En el amable azul florece con el metálico techo el campanil.
Lo circundan los chillidos de golondrinas en vuelo,
lo envuelve el más conmovedor azul.
El sol lo domina e ilumina las láminas,
pero en lo alto la bandera quieta canta en el viento.
Y si alguno desciende esas escalinatas bajo la campana,
hay una vida en la quietud, pues cuando la figura está tan aislada,
entonces la ductilidad del hombre emerge.
Las ventanas desde donde resuenan las campanas
son como puertas ante el umbral de la belleza.

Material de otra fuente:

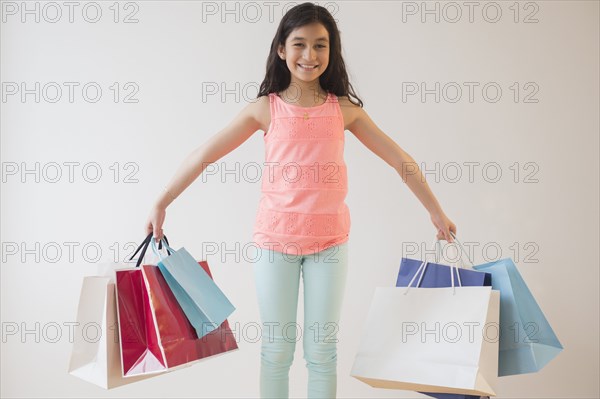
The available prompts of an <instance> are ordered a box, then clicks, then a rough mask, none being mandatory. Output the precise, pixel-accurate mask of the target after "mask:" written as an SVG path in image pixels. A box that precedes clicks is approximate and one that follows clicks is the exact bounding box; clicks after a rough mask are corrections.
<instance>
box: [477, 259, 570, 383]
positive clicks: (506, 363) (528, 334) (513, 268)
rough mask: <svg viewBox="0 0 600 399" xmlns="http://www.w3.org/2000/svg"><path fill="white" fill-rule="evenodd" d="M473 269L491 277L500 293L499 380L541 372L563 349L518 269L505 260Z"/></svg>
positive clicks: (500, 259) (493, 282) (498, 370)
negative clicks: (499, 339)
mask: <svg viewBox="0 0 600 399" xmlns="http://www.w3.org/2000/svg"><path fill="white" fill-rule="evenodd" d="M473 268H474V269H476V270H480V271H485V272H487V273H491V275H492V287H493V288H494V289H496V290H499V291H500V348H499V350H500V354H499V365H498V373H499V376H507V375H515V374H526V373H534V372H537V371H539V370H541V369H542V368H543V367H544V366H545V365H546V364H548V363H549V362H550V361H551V360H552V359H554V357H556V356H557V355H558V354H559V353H560V352H561V351H562V350H563V346H562V345H561V343H560V342H559V340H558V338H557V336H556V334H555V333H554V331H553V330H552V327H551V326H550V323H548V320H546V317H545V316H544V313H543V312H542V310H541V308H540V306H539V305H538V303H537V302H536V300H535V298H534V297H533V295H532V294H531V291H530V290H529V288H528V287H527V284H525V281H524V280H523V277H522V276H521V274H520V273H519V271H518V269H517V267H516V266H515V264H514V263H513V261H512V260H511V259H509V258H505V259H500V260H498V261H495V262H489V263H485V264H482V265H477V266H474V267H473Z"/></svg>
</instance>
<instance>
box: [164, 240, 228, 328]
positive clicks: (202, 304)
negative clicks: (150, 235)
mask: <svg viewBox="0 0 600 399" xmlns="http://www.w3.org/2000/svg"><path fill="white" fill-rule="evenodd" d="M164 245H165V247H166V248H167V250H169V251H170V255H169V256H167V257H162V256H161V261H160V262H158V267H159V269H160V271H161V272H162V275H163V276H164V278H165V280H166V281H167V283H168V284H169V287H170V288H171V291H172V292H173V294H174V295H175V297H176V298H177V302H178V303H179V305H180V306H181V308H182V309H183V311H184V312H185V315H186V316H187V318H188V320H189V321H190V322H191V323H192V325H193V326H194V328H195V329H196V334H197V335H198V337H203V336H205V335H206V334H208V333H210V332H211V331H213V330H215V329H216V328H218V327H219V326H220V325H221V324H222V323H223V322H224V321H225V320H226V319H227V317H228V316H229V315H231V313H233V311H234V310H235V307H234V306H233V305H232V304H231V302H230V301H229V299H227V297H226V296H225V294H224V293H223V291H221V289H220V288H219V287H218V286H217V285H216V284H215V282H214V281H213V279H212V278H211V277H210V276H209V275H208V273H206V271H205V270H204V269H202V268H200V267H198V262H197V261H196V260H194V258H193V257H192V255H190V253H189V252H188V251H186V249H185V248H181V249H179V250H177V251H176V250H174V249H173V248H171V247H170V246H169V244H168V243H167V242H165V243H164ZM152 248H153V250H156V244H155V242H154V240H152ZM159 256H160V254H159ZM204 262H206V261H204Z"/></svg>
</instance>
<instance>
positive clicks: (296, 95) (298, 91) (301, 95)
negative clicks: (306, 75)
mask: <svg viewBox="0 0 600 399" xmlns="http://www.w3.org/2000/svg"><path fill="white" fill-rule="evenodd" d="M279 96H280V97H281V98H282V99H283V100H284V101H285V102H288V103H291V104H296V105H299V106H301V107H313V106H315V105H320V104H322V103H323V102H324V101H325V99H326V98H327V92H326V91H325V90H323V89H322V88H321V85H319V81H318V79H317V81H316V84H315V83H312V82H311V83H305V82H292V84H290V86H289V87H288V88H287V89H285V90H284V91H282V92H280V93H279Z"/></svg>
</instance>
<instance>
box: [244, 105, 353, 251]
mask: <svg viewBox="0 0 600 399" xmlns="http://www.w3.org/2000/svg"><path fill="white" fill-rule="evenodd" d="M269 107H270V111H271V123H270V125H269V128H268V129H267V132H266V133H265V134H264V136H263V138H264V142H265V164H264V167H263V174H262V177H261V179H262V181H261V190H262V194H261V198H260V202H259V206H258V211H257V214H256V219H255V225H254V231H253V241H254V243H255V244H256V245H258V246H259V247H261V248H266V249H271V250H275V251H278V252H282V253H286V254H293V255H308V254H313V253H316V252H319V251H322V250H324V249H327V248H329V247H332V246H334V245H338V244H341V243H344V242H346V241H347V240H348V237H349V232H350V211H349V209H348V206H347V205H346V203H345V202H344V199H345V197H346V194H347V192H348V178H347V170H346V164H345V162H344V157H343V155H344V118H343V116H342V110H341V108H340V105H339V102H338V98H337V96H336V95H335V94H333V93H328V94H327V99H326V101H325V103H323V104H321V105H317V106H314V107H308V108H307V107H301V106H299V105H295V104H289V103H286V102H285V101H283V99H282V98H281V97H279V96H278V95H277V94H275V93H270V94H269Z"/></svg>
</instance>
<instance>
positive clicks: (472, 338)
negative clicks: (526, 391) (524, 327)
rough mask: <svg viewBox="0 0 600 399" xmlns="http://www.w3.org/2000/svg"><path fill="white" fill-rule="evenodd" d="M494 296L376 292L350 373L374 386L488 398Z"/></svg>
mask: <svg viewBox="0 0 600 399" xmlns="http://www.w3.org/2000/svg"><path fill="white" fill-rule="evenodd" d="M499 307H500V293H499V292H498V291H493V290H492V288H491V287H449V288H405V287H377V288H376V291H375V295H374V297H373V301H372V303H371V308H370V309H369V313H368V316H367V320H366V325H365V326H364V329H363V335H362V340H361V342H360V346H359V349H358V352H357V354H356V358H355V361H354V365H353V367H352V371H351V373H350V374H351V375H352V376H353V377H355V378H357V379H359V380H361V381H363V382H365V383H367V384H369V385H371V386H373V387H379V388H390V389H403V390H410V391H423V392H436V393H455V394H466V395H495V392H494V389H495V385H496V382H497V377H498V340H499V324H498V323H499Z"/></svg>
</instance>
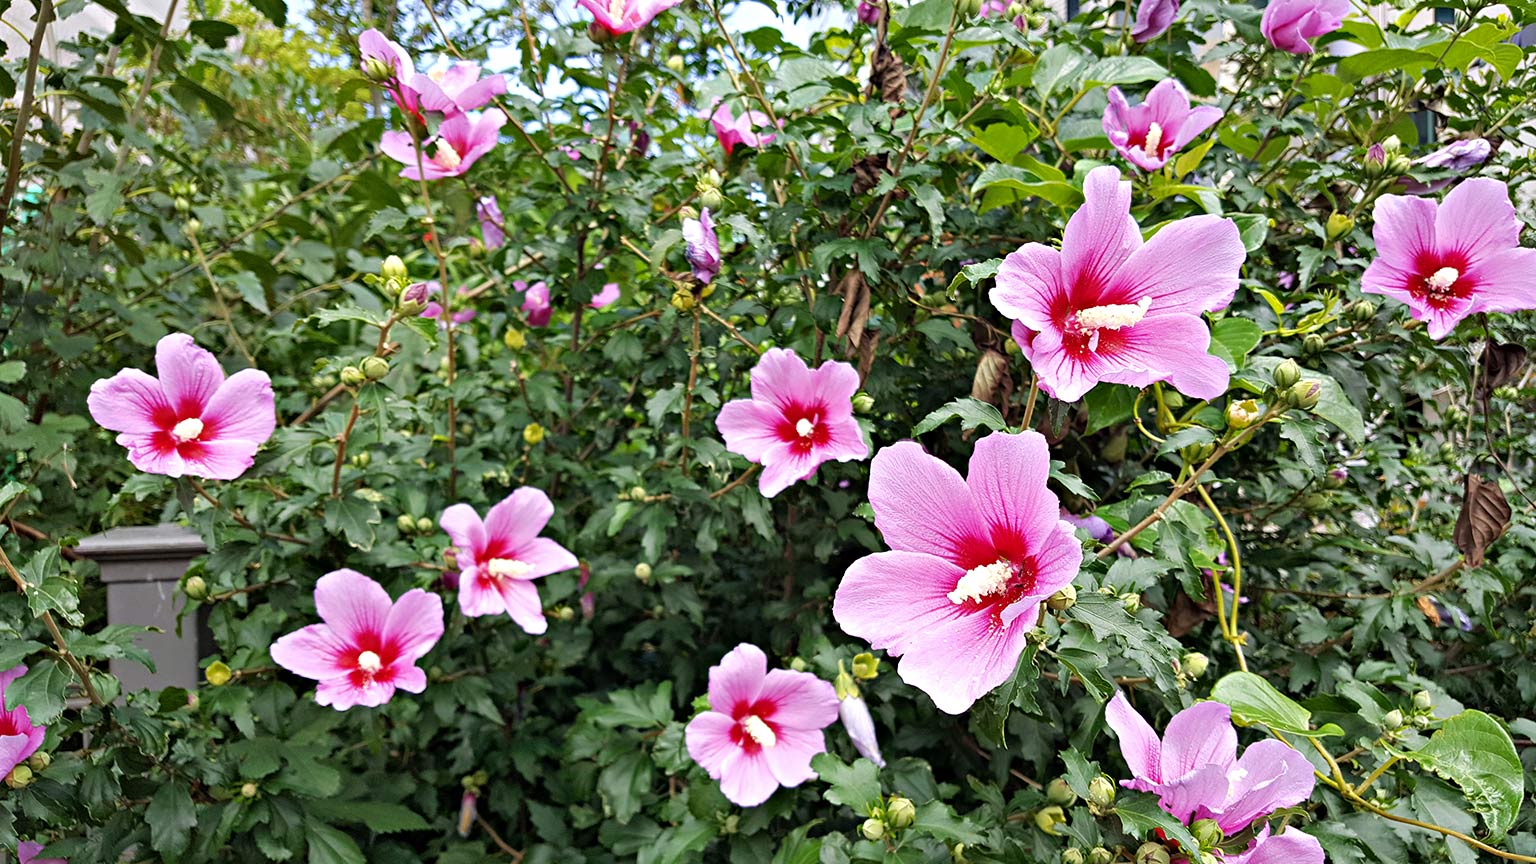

Es decir, puesto que las puertas son ahora como la naturaleza,
semejan los árboles del bosque.
Pero pureza es también belleza.
Un grave espíritu surge al interior de lo diverso.
Y tan simple y sagradas son las imágenes
que uno teme describirlas.
Los Celestes, empero, siempre benignos,
tienen todo a la vez, como quien es rico, virtud y felicidad.
Es válido que el hombre los imite.
¿Es lícito, si la vida es puro cansancio, que un hombre se asome a mirar y diga:
así quiero ser también?
Sí. Hasta que la gentileza, pura, se conserve en su corazón,
el hombre no se mide infelizmente con la divinidad.
¿Es desconocido Dios?
¿Es manifiesto como el cielo? Esto creo, más bien.
Del hombre es la medida.
Colmado de méritos, pero poéticamente, reside el hombre sobre esta tierra.
Pero la sombra de la noche con las estrellas no es más pura,
si me es dado decirlo, que el hombre, que imagen de la divinidad es llamado. (?)